Direct infrared spectroscopy for the size-independent identification and quantification of respirable particles relative mass in mine dusts.

机构信息

Institute of Analytical and Bioanalytical Chemistry, Ulm University, Albert-Einstein-Allee 11, 89081, Ulm, Germany.

Pittsburgh Mining Research Division, Centers for Disease Control and Prevention (CDC), National Institute for Occupational Safety and Health, Pittsburgh, PA, 15236, USA.

出版信息

Anal Bioanal Chem. 2020 May;412(14):3499-3508. doi: 10.1007/s00216-020-02565-0. Epub 2020 Apr 14.

Abstract

Due to the global need for energy and resources, many workers are involved in underground and surface mining operations where they can be exposed to potentially hazardous crystalline dust particles. Besides commonly known alpha quartz, a variety of other materials may be inhaled when a worker is exposed to airborne dust. To date, the challenge of rapid in-field monitoring, identification, differentiation, and quantification of those particles has not been solved satisfactorily, in part because conventional analytical techniques require laboratory environments, complex method handling, and tedious sample preparation procedures and are in part limited by the effects of particle size. Using a set of the three most abundant minerals in limestone mine dust (i.e., calcite, dolomite, and quartz) and real-world dust samples, we demonstrate that Fourier transform infrared (FTIR) spectroscopy in combination with appropriate multivariate data analysis strategies provides a versatile tool for the identification and quantification of the mineral composition in relative complex matrices. An innovative analytical method with the potential of in-field application for quantifying the relative mass of crystalline particles in mine dust has been developed using transmission and diffuse reflection infrared Fourier transform spectroscopy (DRIFTS) within a unified multivariate model. This proof-of-principle study shows how direct on-site quantification of crystalline particles in ambient air may be accomplished based on a direct-on-filter measurement, after mine dust particles are collected directly onto PVC filters by the worker using body-mounted devices. Without any further sample preparation, these loaded filters may be analyzed via transmission infrared (IR) spectroscopy and/or DRIFTS, and the mineral content is immediately quantified via a partial least squares regression (PLSR) algorithm that enables the combining of the spectral data of both methods into a single robust model.
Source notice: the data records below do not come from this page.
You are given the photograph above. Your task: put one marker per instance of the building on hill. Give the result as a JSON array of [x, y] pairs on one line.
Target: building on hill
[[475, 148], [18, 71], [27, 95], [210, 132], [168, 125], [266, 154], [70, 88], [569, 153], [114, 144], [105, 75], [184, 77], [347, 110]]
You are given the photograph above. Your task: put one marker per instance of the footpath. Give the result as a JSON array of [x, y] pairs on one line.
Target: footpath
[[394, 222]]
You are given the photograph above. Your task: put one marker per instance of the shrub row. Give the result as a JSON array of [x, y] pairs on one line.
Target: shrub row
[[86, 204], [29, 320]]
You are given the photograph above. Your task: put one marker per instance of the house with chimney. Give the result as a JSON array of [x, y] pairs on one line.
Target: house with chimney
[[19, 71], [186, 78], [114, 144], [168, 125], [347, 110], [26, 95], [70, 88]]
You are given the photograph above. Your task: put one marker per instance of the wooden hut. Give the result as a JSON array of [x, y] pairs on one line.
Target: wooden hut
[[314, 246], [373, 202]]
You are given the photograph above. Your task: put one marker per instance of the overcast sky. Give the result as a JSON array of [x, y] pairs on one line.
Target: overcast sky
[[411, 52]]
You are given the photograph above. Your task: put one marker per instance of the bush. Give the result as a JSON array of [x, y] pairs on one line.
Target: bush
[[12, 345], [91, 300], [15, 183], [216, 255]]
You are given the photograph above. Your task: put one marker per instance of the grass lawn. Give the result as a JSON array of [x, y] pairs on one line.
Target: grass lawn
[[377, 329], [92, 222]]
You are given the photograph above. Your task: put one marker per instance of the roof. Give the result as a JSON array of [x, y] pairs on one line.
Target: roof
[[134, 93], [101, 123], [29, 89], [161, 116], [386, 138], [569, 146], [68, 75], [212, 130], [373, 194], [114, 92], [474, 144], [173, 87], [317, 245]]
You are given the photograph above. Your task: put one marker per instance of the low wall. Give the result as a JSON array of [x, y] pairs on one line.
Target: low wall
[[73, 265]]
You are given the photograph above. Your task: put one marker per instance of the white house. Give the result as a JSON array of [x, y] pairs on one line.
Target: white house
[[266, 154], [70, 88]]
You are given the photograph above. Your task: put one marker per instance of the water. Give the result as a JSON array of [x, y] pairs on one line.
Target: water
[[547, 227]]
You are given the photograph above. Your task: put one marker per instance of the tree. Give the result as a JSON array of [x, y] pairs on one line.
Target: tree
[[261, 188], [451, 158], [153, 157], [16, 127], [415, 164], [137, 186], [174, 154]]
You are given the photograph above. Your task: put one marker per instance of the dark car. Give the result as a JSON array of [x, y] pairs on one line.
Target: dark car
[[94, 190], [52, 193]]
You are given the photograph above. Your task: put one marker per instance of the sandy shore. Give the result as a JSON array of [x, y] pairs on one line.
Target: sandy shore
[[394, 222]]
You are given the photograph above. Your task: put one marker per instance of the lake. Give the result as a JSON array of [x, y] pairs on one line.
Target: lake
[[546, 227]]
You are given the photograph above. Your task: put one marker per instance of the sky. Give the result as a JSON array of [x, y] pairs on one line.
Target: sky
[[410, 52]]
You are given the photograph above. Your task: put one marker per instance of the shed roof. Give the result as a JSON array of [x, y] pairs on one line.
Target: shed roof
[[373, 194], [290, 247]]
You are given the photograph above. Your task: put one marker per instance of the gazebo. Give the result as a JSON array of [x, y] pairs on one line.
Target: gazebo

Furthermore, it was also demonstrated that the size regime of dust particles may be classified into groups of hazardous and less hazardous size regimes. Thus, this technique may provide additional essential information for controlling air quality in surface and underground mining operations. Graphical Abstract.

摘要

由于全球对能源和资源的需求,许多工人从事地下和地表采矿作业,在这些作业中,他们可能会接触到潜在危险的结晶粉尘颗粒。除了通常已知的α石英外,当工人接触到空气中的粉尘时,还可能吸入各种其他材料。迄今为止,快速现场监测、识别、区分和量化这些颗粒的挑战尚未得到满意解决,部分原因是常规分析技术需要实验室环境、复杂的方法处理以及繁琐的样品制备程序,部分原因是受到颗粒尺寸的影响。我们使用一组石灰岩矿尘中最丰富的三种矿物质(即方解石、白云石和石英)和实际粉尘样本,证明傅里叶变换红外(FTIR)光谱结合适当的多元数据分析策略为识别和量化相对复杂基质中的矿物质组成提供了一种多功能工具。已经开发了一种具有创新分析方法的潜力,该方法具有在现场应用中量化矿尘中结晶颗粒相对质量的潜力,该方法使用透射和漫反射红外傅里叶变换光谱(DRIFTS)在统一的多元模型中进行。这项原理验证研究展示了如何在直接对过滤的测量基础上,基于工人使用身体佩戴设备直接将矿尘颗粒收集到 PVC 过滤器上,直接在现场对环境空气中的结晶颗粒进行直接现场定量。无需进一步的样品制备,这些负载的过滤器可以通过透射红外(IR)光谱和/或 DRIFTS 进行分析,并且通过偏最小二乘回归(PLSR)算法立即对矿物质含量进行量化,该算法允许将两种方法的光谱数据组合到单个稳健模型中。此外,还证明了粉尘颗粒的尺寸范围可以分为危险和较危险的尺寸范围。因此,该技术可能为控制地表和地下采矿作业中的空气质量提供额外的重要信息。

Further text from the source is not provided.